シーマン

文戸玲

話の関係


「確かに,その女の行動は配慮ある行動や。でもな,優しさをはき違えてるんちゃうかなって思うねんけど。ほんまにそれは,優しいって言ってええんか?」
「ほう,詳しく聞かせてみい」


 シーマンは愉快そうに先を促した。
 大貴は何を言おうとしているのだろう。本当の優しさ? 半分酔っぱらっているとはいえ,こいつの口からそんな道徳的な言葉が出るとは。雪でも降っているのではと窓の外が見たくなる発言だ。

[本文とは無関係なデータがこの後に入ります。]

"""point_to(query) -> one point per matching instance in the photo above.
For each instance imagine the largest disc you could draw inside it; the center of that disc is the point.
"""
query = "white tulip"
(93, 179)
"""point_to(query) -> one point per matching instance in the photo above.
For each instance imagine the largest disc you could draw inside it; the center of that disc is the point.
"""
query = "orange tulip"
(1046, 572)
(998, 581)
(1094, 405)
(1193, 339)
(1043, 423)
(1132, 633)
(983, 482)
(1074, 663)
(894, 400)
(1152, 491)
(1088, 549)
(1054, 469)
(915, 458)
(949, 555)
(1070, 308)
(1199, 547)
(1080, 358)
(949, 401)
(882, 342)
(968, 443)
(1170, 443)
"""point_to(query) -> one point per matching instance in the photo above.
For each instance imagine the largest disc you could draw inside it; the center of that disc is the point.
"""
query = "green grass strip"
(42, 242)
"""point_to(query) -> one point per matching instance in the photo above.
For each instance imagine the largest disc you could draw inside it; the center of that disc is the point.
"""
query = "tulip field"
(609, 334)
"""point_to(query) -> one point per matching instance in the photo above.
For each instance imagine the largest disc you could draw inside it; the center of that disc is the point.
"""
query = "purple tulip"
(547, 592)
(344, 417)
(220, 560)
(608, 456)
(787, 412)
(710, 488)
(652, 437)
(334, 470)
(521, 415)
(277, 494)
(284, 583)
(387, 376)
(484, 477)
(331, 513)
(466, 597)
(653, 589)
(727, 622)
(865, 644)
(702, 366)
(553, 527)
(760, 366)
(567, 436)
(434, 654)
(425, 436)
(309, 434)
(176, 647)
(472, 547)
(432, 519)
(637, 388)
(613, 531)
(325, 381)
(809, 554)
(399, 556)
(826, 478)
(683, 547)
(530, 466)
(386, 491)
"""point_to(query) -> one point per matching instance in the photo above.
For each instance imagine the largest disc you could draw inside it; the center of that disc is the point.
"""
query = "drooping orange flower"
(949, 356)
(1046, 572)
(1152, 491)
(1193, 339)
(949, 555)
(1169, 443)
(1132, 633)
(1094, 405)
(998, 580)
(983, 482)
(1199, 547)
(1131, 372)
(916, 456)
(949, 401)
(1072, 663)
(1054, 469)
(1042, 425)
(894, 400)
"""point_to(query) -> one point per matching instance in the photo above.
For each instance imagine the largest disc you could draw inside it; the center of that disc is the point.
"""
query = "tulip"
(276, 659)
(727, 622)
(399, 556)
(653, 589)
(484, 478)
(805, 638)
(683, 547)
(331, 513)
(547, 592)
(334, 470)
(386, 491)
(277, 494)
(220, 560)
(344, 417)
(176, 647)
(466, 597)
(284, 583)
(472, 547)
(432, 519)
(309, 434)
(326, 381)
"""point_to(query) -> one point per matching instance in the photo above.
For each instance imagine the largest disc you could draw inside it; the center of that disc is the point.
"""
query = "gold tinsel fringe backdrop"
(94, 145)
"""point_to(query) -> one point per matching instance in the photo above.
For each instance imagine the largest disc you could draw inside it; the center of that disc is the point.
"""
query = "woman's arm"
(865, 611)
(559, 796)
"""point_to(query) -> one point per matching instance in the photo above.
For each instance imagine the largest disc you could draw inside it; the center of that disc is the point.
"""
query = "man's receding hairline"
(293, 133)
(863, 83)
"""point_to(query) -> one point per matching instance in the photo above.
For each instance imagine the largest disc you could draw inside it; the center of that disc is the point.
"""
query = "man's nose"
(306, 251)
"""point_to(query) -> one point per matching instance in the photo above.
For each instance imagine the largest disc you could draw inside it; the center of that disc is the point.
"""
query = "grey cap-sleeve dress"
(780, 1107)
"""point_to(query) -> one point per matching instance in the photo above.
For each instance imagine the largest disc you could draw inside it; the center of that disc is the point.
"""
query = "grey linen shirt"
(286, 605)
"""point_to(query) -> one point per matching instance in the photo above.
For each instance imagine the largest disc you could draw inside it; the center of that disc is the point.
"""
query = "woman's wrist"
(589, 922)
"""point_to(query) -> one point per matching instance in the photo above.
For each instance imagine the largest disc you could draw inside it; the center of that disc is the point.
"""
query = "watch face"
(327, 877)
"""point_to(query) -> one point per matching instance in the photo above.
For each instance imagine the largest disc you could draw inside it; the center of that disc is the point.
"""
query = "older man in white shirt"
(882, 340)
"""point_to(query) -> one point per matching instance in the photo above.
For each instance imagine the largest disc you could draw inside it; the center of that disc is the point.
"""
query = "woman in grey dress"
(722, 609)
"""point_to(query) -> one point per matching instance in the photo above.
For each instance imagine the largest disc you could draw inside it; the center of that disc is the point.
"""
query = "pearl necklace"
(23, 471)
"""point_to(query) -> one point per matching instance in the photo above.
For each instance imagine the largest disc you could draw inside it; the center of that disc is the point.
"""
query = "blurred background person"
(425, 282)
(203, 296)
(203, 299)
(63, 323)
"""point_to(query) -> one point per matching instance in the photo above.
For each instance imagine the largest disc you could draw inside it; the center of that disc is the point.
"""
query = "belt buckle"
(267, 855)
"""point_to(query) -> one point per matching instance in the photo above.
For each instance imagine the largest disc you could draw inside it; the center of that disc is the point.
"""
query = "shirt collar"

「間違いに配慮したっていうけど,その後そいつは知らんまま過ごすんか? そっちの方がよっぽど恥ずかしいやろ。伝えるタイミングを考えて後で二人の時にこそっと言うんならまだ分かるわ。でもな,その時,手を洗う水を一緒になって飲んだ事実は変わらんやろ? そんなことさせるなんて,おれやったら罪悪感で耐えられへんな。なんでその時言うくれへんかったんやって思うわ。しかもやで,ホストの女がその,なんや? ピンキーリングを飲んだ時,周りのやつはどう反応したらええねん。一緒になって飲まなあかんのか? まさか手を洗う訳にはいかへんし。そんなん,押しつけやろ」


 「フィンガーボウルな」とシーマンはすかさず訂正を入れたが,相変わらず楽しそうに話を聞いている。かと思うと,急にこっちを向いて顎でしゃくった。お前はどう思う? ということらしい。


「分かんねえよ。おれに意見を求められても」
「・・・・・・なんや,おもんな」


 話は終わりだ,というように大貴は席につき,ウイスキーをあおるように飲んだ。
 昼間っから酒を飲む男より,なぜか自分の方が何倍もくだらない人間に思えてきた。


「清介,お前には自分の軸がないんよ。じゃけえ,自信もないし女もよってこん。いい加減,気付かにゃいけん」


 諭すように,そして冷たい声でシーマンは言った。
 言われていることは,何となくわかる。正しいのだと肌で感じる。だからこそ,悔しくて腹立たしい。


「どうしろって言うんだよ。てか,その話が何の関係があったんだ?」


 そこから説明せんといけんのんか,とシーマンはうんざりしたように顔をしかめ,「じゃけえの」と続けた。